Avant de citer certaines des difficultés de la vie familiale, considérons, mes frères et sœurs, le manque fonctionnel de perspective dont on souffre quand on vit sans Dieu dans le monde. S’il n’y avait pas de vérités éternelles, par quels principes les mortels pourraient-ils se laisser guider? Si nous ne sommes pas responsables devant Dieu, devant qui sommes-nous responsables? De plus, si rien n’est vraiment jamais mal, alors personne n’est jamais vraiment responsable. S’il n’y a pas de limites fixées, alors il ne peut y avoir d’excès. Pourquoi serions-nous surpris des résultats troublants, parmi lesquels le manque de civisme, quand chacun fait «ce qui lui semble bon» et ne recherche «pas le Seigneur afin d’établir sa justice», mais «fait ce qui lui plaît» (Juges 17:6; 21:25; voir aussi D&A 1:16).

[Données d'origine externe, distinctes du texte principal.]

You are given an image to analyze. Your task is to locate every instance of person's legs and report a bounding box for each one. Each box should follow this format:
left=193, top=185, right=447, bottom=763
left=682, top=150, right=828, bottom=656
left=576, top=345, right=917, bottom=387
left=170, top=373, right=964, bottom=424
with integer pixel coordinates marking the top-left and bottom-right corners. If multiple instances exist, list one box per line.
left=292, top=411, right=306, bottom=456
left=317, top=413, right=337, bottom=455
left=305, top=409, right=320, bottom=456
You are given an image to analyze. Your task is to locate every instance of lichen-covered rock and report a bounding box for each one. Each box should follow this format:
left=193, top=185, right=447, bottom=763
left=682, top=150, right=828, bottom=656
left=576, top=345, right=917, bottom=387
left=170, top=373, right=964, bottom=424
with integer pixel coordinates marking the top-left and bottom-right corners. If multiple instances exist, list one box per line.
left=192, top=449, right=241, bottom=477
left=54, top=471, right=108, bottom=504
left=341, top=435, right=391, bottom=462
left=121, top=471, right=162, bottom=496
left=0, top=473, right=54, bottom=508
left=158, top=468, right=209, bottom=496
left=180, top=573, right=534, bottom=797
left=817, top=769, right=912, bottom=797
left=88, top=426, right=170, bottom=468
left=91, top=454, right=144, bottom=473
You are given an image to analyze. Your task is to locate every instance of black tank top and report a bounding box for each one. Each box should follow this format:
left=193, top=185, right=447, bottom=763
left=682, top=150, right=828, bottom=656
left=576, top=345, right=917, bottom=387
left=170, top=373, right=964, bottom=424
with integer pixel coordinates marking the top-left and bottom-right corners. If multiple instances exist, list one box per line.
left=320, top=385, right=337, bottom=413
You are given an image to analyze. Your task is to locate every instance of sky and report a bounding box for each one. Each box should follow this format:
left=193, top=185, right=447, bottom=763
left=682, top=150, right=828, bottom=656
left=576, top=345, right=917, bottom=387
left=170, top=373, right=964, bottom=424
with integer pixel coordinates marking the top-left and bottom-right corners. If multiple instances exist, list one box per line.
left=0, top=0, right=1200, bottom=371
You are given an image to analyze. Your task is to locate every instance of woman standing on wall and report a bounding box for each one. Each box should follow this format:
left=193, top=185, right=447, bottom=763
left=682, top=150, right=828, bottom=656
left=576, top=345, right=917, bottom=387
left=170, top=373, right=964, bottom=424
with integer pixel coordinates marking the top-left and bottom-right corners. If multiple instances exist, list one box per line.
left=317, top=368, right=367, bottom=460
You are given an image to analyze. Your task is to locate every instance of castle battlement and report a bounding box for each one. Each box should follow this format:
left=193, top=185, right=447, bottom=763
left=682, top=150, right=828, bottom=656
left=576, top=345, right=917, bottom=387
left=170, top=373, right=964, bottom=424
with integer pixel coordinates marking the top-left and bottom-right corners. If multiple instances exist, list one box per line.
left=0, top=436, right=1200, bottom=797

Réfléchissez, par exemple, au peu de cas que beaucoup font des dix commandements. Aujourd’hui, l’homicide, le vol et le faux témoignage attirent encore une certaine condamnation par la société et certaines sanctions pénales, mais la transgression sexuelle, la profanation du sabbat, le non-respect des parents, et l’emploi en vain du nom du Seigneur ne sont absolument plus punis par la loi. Ce déclin est en partie la conséquence amère du relativisme en matière de morale, philosophie de prédilection de beaucoup, qui reflète non pas des vérités fixes et divines, mais les us du moment. Il n’est pas étonnant que Ortega Y. Gasset ait fait une mise en garde judicieuse: «Si la vérité n’existe pas, le relativisme ne peut pas être pris au sérieux» (Ortega Y. Gasset, J., The Modern Theme, New York, Harper and Row, 1961, cité dans Duncan William, Trousered Apes, New Rochelle, N. Y., Arlington House, 1971, p. 69).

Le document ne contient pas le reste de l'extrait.